おいらはあの日から眠れない。
潤君が"カウンセリング"を受けろとうるさい。
なんで見ず知らずの人間に、おいらが受けた屈辱を話さなければいけないんだ。
冗談じゃない。
おいらの苦悩や痛みをわかる奴などいない。
二度と思い出したくもない。
なのに夜になると思い出す。
だから………眠れない…………
おいらは、事務所兼アトリエで一心不乱に創作作業を行う。
潤君に言わせると
「なにかが憑依したんじゃねっ?」
と言われるぐらい………寝食忘れて没頭した。
何かをしていないと
おいらが足元から崩れ落ちてしまいそうで恐かった。
絵は、おいらの闇を吐き出す役目をしていたんだと思う。
あの日から2ヶ月、事務所にニノも戻り
表面的には平穏が戻って来た。
「ワンワン……………ワンワン」
自宅マンションの前で、
クルクルと尻尾をちぎれんばかりに振って
犬がおいらにじゃれついてきた。
『こら!やめろって。
ほら……………すみません。』
リードを持った男性が、おいらから犬を離そうと引っ張るのに
おいらの足にしがみついたり
クルクル回ったりしてリードが足に絡み付く。
『ウフフ………お前かわいいなっ。』
じゃれつく犬の頭を撫でながら顔を見ると
フワフワでクリクリの目をしていて超かわいい。
『フフフッ………ふわふわだ。』
しゃがみこんで撫でてると
おいらの顔をペロペロなめだした。
『あっ…!……こら。すみません。』
飼い主が抱き抱えて俺から引き離す。
『かわいいね。名前何て言うの?』
犬の頭を撫でながら聞いてみた。
『"さとし"って言うんです』
『え? "さとし" うふふ…………おんなじだ。
俺も智っていうの』
『………ほんとに………?…』
『なんで "さとし" なの?』
『…う~…なんとなく………
"さとし" って顔してるでしょ。

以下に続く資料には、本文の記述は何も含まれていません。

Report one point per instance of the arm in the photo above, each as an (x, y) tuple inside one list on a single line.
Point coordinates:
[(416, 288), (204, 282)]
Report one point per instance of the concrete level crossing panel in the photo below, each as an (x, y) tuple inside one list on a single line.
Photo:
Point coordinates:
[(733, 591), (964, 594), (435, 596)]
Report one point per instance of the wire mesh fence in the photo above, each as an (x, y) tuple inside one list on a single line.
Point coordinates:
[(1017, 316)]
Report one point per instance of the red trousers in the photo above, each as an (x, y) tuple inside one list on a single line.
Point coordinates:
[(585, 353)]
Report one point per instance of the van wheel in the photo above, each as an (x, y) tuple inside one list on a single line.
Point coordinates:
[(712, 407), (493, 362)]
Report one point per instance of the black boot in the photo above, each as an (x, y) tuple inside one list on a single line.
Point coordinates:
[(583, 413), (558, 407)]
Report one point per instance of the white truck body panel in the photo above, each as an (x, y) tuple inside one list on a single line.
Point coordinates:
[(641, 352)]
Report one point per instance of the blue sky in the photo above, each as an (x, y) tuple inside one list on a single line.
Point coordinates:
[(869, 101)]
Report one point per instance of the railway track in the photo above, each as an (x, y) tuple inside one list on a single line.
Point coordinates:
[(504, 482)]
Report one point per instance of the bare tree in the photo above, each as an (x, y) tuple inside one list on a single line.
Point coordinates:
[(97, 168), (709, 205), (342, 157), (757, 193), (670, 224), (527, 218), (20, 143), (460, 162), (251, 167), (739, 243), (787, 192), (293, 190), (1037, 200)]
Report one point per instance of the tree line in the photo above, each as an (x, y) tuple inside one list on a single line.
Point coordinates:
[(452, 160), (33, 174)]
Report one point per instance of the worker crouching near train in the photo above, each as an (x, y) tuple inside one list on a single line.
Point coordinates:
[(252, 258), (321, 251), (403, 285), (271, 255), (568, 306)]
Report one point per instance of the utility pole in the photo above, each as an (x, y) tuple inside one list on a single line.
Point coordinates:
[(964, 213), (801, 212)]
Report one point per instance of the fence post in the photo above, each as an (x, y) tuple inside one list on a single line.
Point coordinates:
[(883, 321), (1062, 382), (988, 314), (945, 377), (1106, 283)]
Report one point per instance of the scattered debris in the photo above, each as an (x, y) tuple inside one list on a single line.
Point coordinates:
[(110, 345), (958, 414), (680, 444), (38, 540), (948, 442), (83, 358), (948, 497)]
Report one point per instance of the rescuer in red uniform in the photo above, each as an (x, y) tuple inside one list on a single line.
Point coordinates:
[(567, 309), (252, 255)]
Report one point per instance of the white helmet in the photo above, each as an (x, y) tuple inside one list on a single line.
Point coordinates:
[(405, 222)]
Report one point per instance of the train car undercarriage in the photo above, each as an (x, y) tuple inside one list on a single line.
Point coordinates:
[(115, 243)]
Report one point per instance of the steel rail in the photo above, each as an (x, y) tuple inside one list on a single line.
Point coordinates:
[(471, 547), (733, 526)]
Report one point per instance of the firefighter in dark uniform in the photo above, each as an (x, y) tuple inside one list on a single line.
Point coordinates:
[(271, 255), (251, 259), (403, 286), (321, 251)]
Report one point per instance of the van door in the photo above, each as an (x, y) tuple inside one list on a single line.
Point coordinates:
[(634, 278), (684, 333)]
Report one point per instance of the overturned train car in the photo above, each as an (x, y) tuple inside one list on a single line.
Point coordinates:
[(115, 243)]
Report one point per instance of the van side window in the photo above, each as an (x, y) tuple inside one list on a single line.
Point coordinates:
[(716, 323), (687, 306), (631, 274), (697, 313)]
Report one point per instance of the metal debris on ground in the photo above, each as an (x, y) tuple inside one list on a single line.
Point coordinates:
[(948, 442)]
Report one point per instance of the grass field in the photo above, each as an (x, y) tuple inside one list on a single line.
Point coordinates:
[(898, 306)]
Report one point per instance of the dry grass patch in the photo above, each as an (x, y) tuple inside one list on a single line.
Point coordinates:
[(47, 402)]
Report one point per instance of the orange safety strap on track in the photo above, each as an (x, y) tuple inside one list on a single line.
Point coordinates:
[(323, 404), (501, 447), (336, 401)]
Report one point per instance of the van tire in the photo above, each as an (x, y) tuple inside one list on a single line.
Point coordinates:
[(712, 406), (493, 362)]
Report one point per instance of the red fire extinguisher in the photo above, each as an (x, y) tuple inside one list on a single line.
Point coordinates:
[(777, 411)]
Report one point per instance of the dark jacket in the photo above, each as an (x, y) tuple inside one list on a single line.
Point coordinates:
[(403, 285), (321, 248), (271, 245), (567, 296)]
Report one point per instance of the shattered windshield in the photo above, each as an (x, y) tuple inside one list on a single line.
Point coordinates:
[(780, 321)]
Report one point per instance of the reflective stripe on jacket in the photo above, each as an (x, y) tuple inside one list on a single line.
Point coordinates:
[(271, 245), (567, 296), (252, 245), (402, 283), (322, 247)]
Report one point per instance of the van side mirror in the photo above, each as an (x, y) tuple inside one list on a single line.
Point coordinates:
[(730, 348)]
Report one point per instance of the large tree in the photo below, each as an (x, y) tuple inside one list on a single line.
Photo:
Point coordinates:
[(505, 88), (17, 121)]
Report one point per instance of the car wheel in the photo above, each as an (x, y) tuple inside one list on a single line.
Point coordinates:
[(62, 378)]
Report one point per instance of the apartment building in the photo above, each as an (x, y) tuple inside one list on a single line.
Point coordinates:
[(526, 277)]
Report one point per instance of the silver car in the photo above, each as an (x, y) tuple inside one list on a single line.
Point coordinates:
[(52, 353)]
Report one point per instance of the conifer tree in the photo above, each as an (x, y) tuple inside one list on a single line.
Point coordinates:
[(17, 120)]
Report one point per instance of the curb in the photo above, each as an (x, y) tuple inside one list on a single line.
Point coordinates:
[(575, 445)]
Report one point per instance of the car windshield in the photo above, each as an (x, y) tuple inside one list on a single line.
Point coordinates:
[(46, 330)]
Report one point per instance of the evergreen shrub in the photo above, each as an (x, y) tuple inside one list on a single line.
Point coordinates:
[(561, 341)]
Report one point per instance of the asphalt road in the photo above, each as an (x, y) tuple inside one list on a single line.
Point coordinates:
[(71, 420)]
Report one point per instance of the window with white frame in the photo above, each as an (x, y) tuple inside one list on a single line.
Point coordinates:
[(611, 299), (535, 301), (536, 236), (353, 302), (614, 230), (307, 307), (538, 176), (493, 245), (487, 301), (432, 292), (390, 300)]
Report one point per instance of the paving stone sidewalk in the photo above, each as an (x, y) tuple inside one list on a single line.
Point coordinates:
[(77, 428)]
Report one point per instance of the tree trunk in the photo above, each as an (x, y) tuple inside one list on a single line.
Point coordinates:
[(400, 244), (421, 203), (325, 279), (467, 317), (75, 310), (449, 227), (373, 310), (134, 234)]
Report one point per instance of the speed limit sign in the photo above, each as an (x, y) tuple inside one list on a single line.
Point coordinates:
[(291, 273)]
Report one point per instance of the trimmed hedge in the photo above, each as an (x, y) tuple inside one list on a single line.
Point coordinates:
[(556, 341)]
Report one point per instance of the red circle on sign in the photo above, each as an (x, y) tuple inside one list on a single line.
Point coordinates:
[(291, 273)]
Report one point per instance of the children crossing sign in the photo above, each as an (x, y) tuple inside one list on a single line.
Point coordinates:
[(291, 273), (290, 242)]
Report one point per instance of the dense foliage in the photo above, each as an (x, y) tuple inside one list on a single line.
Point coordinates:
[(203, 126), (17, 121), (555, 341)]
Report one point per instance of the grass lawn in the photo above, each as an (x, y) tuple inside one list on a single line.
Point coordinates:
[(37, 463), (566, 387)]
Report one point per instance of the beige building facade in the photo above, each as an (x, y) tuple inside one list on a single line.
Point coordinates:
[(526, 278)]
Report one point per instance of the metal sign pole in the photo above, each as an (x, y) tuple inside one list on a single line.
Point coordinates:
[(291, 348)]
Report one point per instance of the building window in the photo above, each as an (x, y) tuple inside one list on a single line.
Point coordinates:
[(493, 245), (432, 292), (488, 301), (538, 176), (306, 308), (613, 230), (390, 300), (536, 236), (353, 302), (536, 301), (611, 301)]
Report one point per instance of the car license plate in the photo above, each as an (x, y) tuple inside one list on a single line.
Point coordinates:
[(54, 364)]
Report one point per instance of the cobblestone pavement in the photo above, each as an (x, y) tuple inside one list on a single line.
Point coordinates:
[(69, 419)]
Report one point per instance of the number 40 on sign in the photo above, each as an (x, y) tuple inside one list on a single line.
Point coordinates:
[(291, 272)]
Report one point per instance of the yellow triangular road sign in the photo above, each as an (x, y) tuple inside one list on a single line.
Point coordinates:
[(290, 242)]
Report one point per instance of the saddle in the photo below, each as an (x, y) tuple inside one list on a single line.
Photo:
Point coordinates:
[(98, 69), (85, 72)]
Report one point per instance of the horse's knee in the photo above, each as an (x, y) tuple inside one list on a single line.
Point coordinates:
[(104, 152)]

』
『なんだよ。その "さとし" 顔って』
おいらはおかしくて大笑いした。
こんなにおかしくって笑えたのって
どんぐらいぶりだろう…………って思うぐらい
『俺はさ、翔と言います。』
飼い主の彼が名乗った。
『ふ~ん。翔くんか。
……………じゃーね。』
犬の "さとし" の頭をクリッて撫でて行こうとしたら
『あの。俺もここのマンションに住んでるんで
また、お会いしましょう。』
と言って笑った。
おいらはぜんぜん気付いてなかった。